WYNDD, a scientific organization that deals with species at risk, is among the units housed in the interdisciplinary Berry Biodiversity Conservation Center that fosters an understanding of biological diversity and promotes maintenance of ecological structures and processes.

From this checklist, Fertig developed a ranking system to evaluate species rarity and determine conservation priority. He says this system can be applied quickly to Wyoming's entire flora using critical but readily available criteria such as habitat specificity and plant population trends. Less than 2 percent of the state's flora ranks as extremely high or high priority for conservation attention. An additional benefit of this ranking system is to identify species in need of more research due to data deficiency.

"Using more than 200,000 specimen records from the RM", Fertig says, "I was able to develop habitat models to predict the potential range of a random set of 100 plant species from Wyoming. This information helps resource managers determine if suitable habitat might occur for a species of interest in their area and helps researchers assess how well species are represented in existing protected areas across the state."

This comparison is termed "gap analysis." Species falling in these "gaps" are highlighted for conservation concern.

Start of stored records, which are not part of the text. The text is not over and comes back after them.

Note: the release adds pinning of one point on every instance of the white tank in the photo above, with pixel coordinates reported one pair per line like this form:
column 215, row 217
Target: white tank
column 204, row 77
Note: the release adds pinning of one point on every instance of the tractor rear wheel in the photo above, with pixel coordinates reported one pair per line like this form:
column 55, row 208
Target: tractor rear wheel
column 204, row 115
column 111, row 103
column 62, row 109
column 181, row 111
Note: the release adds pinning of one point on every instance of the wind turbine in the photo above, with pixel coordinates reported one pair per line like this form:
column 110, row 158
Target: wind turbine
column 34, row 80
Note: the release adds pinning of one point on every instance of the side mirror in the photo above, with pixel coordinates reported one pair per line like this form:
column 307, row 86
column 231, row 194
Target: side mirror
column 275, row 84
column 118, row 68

William Reiners, a professor in the UW Department of Botany, says the capacity to pull such information together is unique in the United States because of the superb spatial data available in Wyoming,

"Walt was able to correlate habitat variables associated with individual species into a model that predicts where else those species might occur, or where they might be introduced for conservation purposes," Reiners says. "His work will be a foundation stone for the university's dedication to knowing and protecting our biological heritage through the Wyoming Natural Diversity Database and the biological conservation programs of the Berry Biodiversity Conservation Center."